The season of Advent has been replaced by the season of adverts. The retail and advertising sectors more than anyone else have made the festive season seem like a bloated cuckoo squatting in the nest of everyday life.  The calendar has become skewed. The general public has done with Christmas by Boxing Day, whereas for the Christian the true Christmas season is then only just getting started.   

The season of Advent, like a polar bear on a melting iceberg, is an endangered species;  but it is a precious time of preparation looking forward to the coming of Christ again at Christmas, and to his second coming, when all will be consummated. During this month of December, the Christian  has to inhabit parallel worlds. We keep Advent here in the Sunday and weekday Masses, with sombre purple tones. We pace ourselves so that the great feast of Christ’s birth will not come as an anti-climax. However at the same time we are holding carol services here for the homeless, down the pub and in the care home. The church is in demand during December and it would be churlish and foolish not to respond to that demand.

There may well be other times when we have to live in parallel worlds. We may have different roles in life that require us to perform in different ways. Whatever is going on in our personal lives has to be contained within our professional lives. We may have to contain our emotions in order to carry out what is expected of us. Think how a theatre actor on the stage has to give the same performance regardless of what is happening in their personal life. We may have to live separated lives, but here in church at the Mass, we come before the Lord for all that we are to be brought together and made whole.

Advent is the season above all when we are challenged to be in the world, but not of the world. We have to adapt to modern developments but also uphold eternal values. In this busy season, we should  practise being still in the presence of God and encourage others to do the same, to get off the pre-Christmas treadmill and be aware of the immanence of God.

I was visiting the sisters at Walsingham last week and I said to one of them how lucky she was to be in Walsingham and away from Christmas. The pilgrimage season ends on 8 December, and a calm descends on the shrine. The shrine church and all the other churches remain open. I thoroughly recommend a visit there during Advent for a time of peaceful reflection.  

Unlike Lent, Advent has lost most of its pentitential character. We don’t consider giving up things  or taking on spiritual disciplines in Advent, but we should think about how we can make space for Christ, to spiritually prepare ourselves for his coming, to make room for him. One traditional and very good way to do that is to make a confession, to have a clear-out of those sins that weigh heavily upon us.

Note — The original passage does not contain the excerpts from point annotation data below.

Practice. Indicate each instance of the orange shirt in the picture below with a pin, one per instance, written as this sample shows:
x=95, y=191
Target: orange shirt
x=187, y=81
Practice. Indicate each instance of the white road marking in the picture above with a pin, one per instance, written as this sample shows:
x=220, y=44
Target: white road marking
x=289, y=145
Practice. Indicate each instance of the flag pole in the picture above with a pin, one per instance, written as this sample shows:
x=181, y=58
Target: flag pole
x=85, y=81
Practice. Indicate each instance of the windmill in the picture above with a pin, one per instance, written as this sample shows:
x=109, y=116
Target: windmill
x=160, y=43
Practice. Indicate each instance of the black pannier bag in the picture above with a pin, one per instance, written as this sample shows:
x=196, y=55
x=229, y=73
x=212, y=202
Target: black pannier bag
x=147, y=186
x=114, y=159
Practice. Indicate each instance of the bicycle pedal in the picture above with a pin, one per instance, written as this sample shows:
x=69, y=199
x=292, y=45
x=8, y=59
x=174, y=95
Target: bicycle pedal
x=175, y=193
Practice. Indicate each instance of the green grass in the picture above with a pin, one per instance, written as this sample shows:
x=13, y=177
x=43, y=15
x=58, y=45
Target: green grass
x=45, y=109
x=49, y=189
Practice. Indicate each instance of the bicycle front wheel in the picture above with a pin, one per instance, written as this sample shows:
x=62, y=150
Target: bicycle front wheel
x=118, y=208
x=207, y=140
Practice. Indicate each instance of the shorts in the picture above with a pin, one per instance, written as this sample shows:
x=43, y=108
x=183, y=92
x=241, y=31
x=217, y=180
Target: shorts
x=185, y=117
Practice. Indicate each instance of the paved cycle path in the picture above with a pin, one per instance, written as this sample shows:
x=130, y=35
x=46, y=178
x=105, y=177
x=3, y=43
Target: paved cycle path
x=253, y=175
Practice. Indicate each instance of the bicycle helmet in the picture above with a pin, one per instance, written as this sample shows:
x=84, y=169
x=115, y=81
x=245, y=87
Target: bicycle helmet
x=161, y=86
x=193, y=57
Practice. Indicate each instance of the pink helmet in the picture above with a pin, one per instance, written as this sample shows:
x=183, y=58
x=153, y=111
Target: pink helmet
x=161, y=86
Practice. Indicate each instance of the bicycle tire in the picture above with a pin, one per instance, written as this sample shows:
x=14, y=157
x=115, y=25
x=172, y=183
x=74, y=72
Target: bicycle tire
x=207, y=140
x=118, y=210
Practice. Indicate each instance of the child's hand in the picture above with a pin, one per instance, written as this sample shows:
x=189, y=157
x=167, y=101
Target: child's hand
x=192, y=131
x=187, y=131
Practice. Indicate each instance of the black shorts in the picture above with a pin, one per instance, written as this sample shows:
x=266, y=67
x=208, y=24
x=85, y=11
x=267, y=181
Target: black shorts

Another challenge for us, is to ensure that we are being attentive to those entrusted, even momentarily to our care, that we are not so consumed by pre-Christmas busyness that we do not listen to what we are being told. This season is an emotional time for many which brings all sorts of feelings to the surface. May we follow the spirit of charity by being forward in bringing comfort and relief to others, as far as their circumstances shall require and ours permit.

During Advent may we seek to understand the kind of life that we are meant to live: the life that God wants, and make progress towards living it.

St Augustine wrote ‘the river of time sweeps on, but there, like a tree planted by the water is our Lord jesus Christ. He became human, willing to plant himself by the river of time. If you feel yourself drifting down the rapids, lay hold of the tree; if you are caught up in the love of the world, hold on to Christ. He, for your sake, entered into time, but he did not cease to be eternal.’